Re: Do You and Your Partner Argue About How Much Time You Spend Together?
Too, I am informed by reality. John Gottman's "Love Lab" in Seattle, after decades of study, measurement etc, has determined that there really is a numerical value. 15 hours a week. Below 15 hours a week of couples time, the statistical probability of divorce within the next ten years takes a significant spike upwards - like doubles, if I recall. "Couples time" by their definition requires some involvement. You could be working a project together, walking (even silently) in a low-distraction environment such as a nature park (a mall is high-distraction and only counts as couple time if you're engaged in conversations while being there). TV watching is never "couples" time according to the Love Lab.

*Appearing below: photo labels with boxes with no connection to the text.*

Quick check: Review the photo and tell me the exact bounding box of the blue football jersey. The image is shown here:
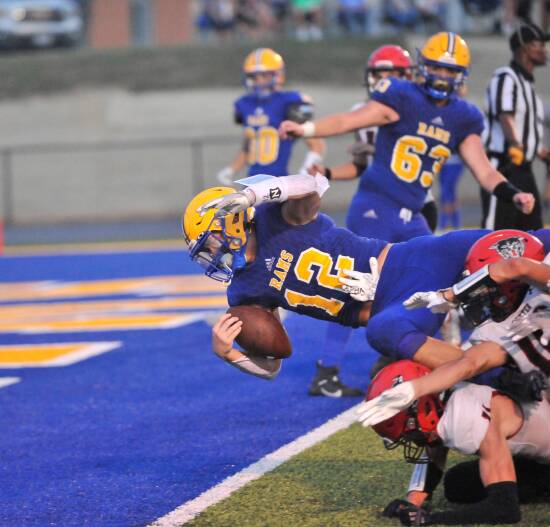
[227,204,386,326]
[235,91,310,176]
[359,78,483,212]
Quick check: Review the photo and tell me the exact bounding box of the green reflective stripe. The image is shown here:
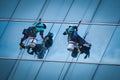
[36,28,44,32]
[33,23,38,27]
[68,27,73,32]
[37,23,44,26]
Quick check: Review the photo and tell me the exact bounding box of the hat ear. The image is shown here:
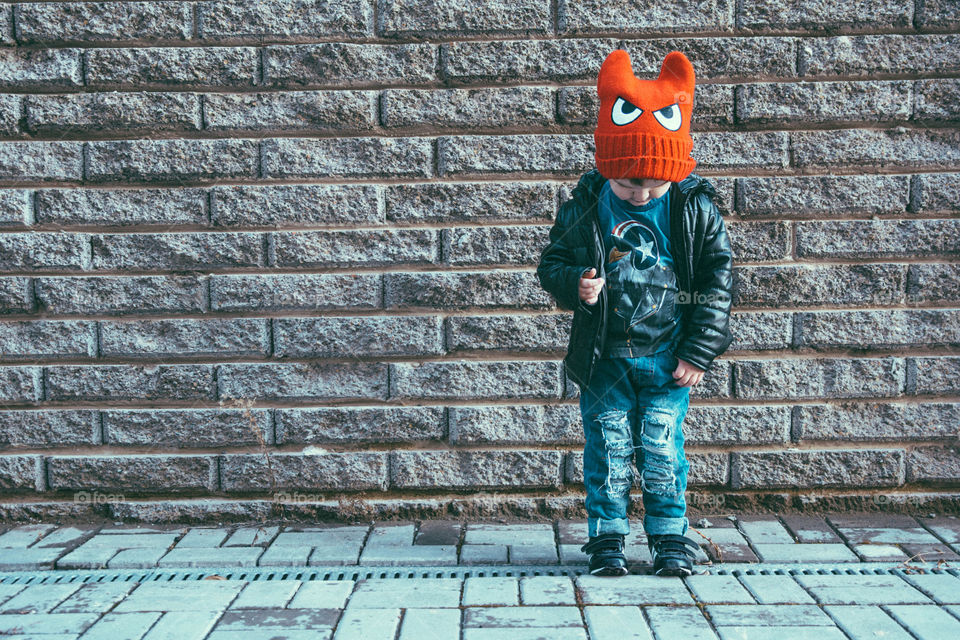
[597,49,637,97]
[657,51,696,98]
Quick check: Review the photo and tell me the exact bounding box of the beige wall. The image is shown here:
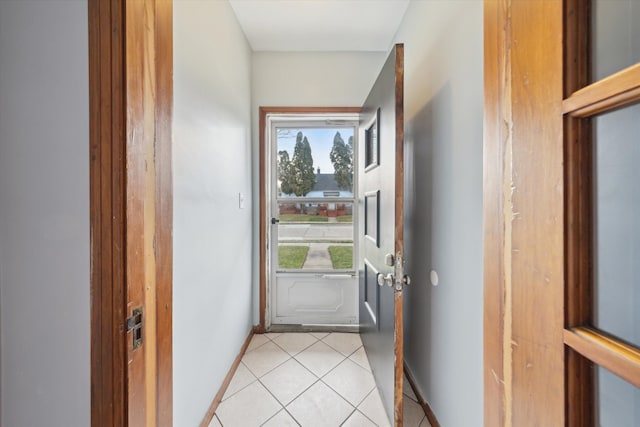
[173,0,253,426]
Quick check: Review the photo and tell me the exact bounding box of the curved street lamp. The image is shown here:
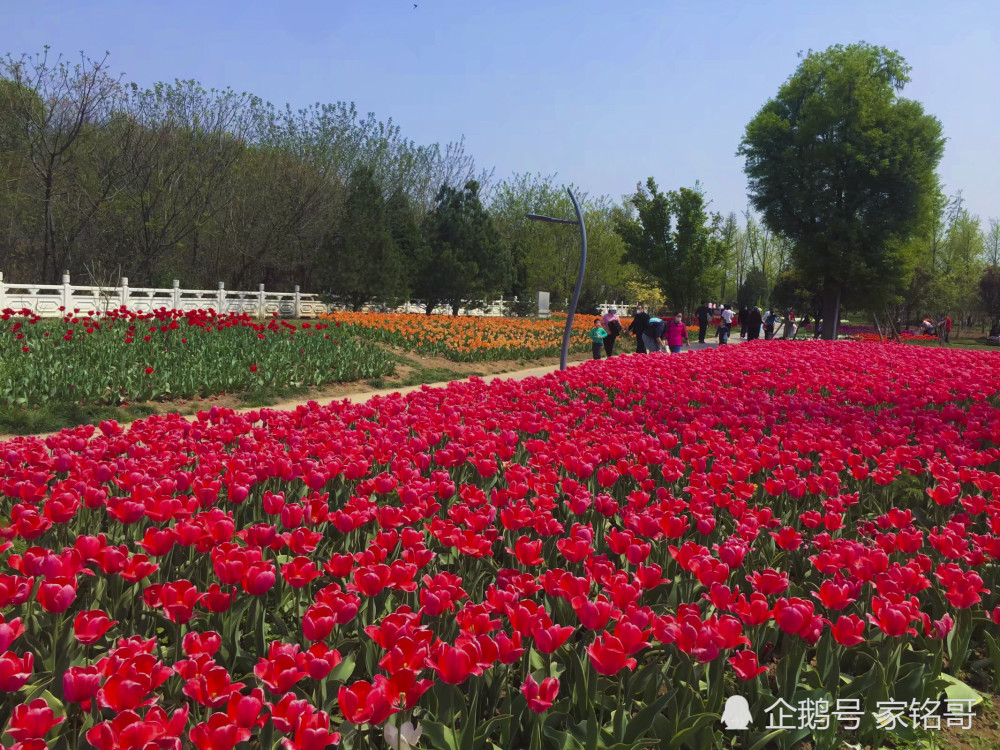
[527,188,587,370]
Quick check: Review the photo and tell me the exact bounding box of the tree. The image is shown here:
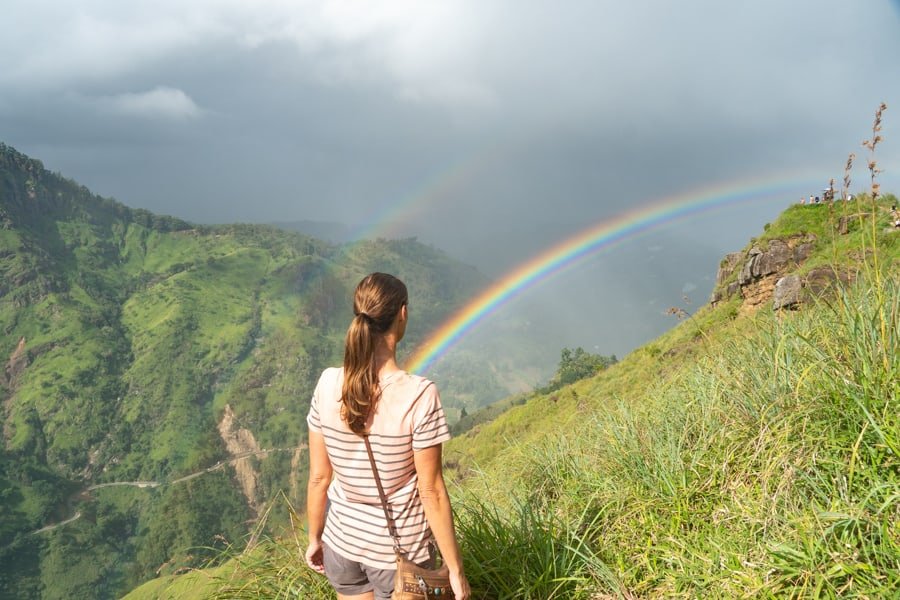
[548,346,618,391]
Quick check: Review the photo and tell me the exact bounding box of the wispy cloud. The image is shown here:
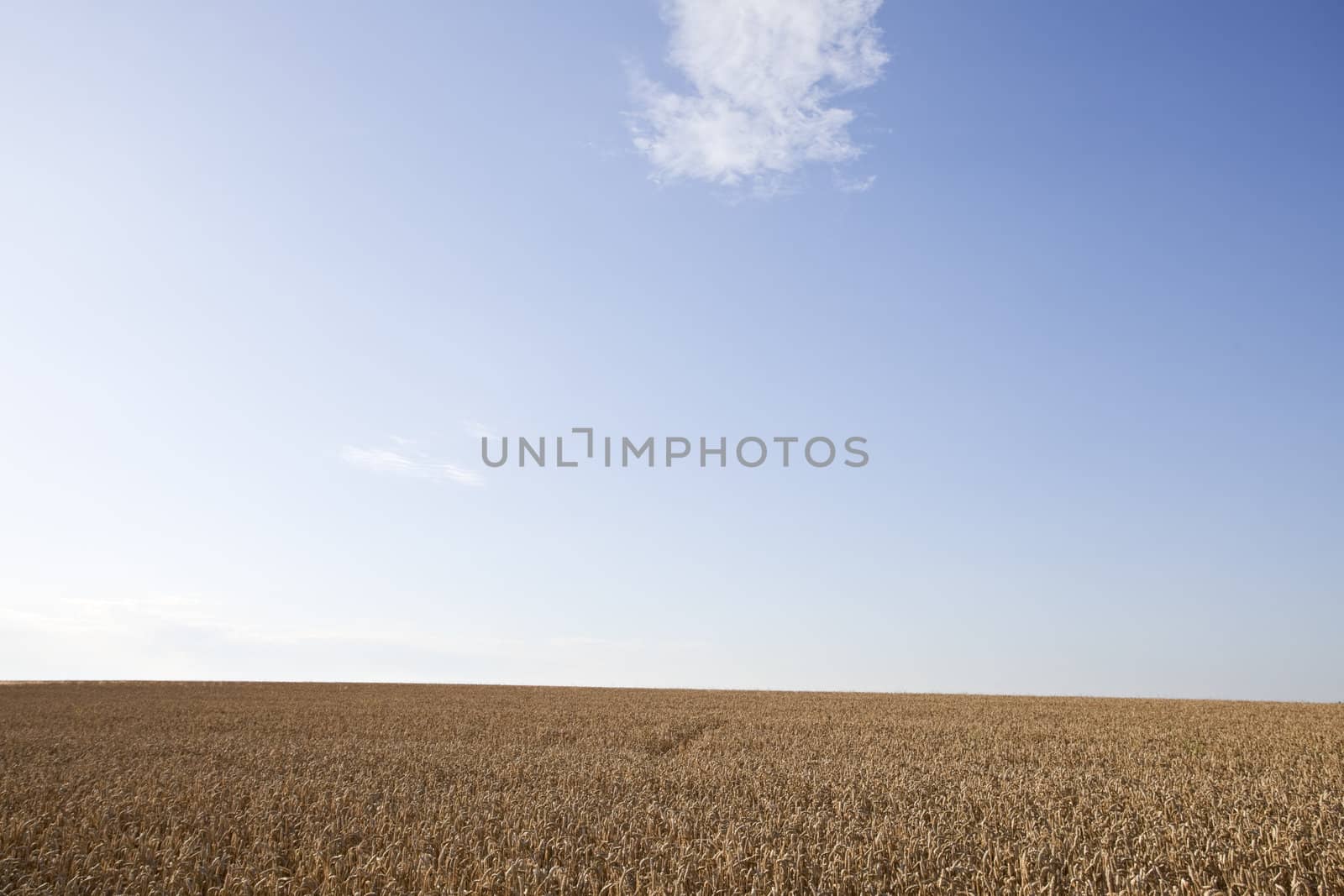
[462,421,499,439]
[836,175,878,193]
[632,0,887,193]
[340,437,481,485]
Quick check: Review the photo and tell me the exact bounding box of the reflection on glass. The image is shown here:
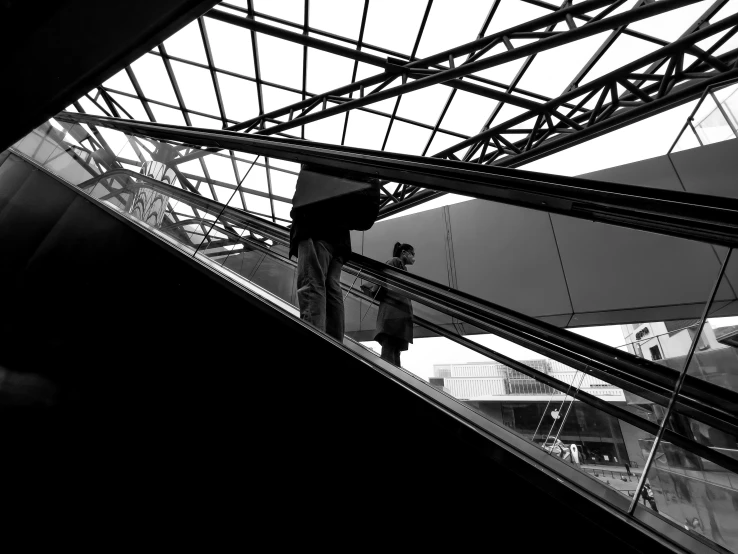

This is interesting- I didn't realize that Gottman had the same 15 hours/week rec for married couples that Dr. Harley recommends in his Marriage Builders books/program. Thanks for sharing this. I know that I've never been unhappy in my marriage until we stopped prioritizing time together. It was very hard for me and now that we have it back, our marriage is much stronger, but I do struggle with the feeling of resentment from when I did not feel like as much of a priority.
Is your wife in IC? That might be a huge help to her. They even offer online therapy now where she can text a licensed therapist when she's feeling down about herself. It could help improve things with you and the marriage if she has a safe place to vent and gets helpful feedback.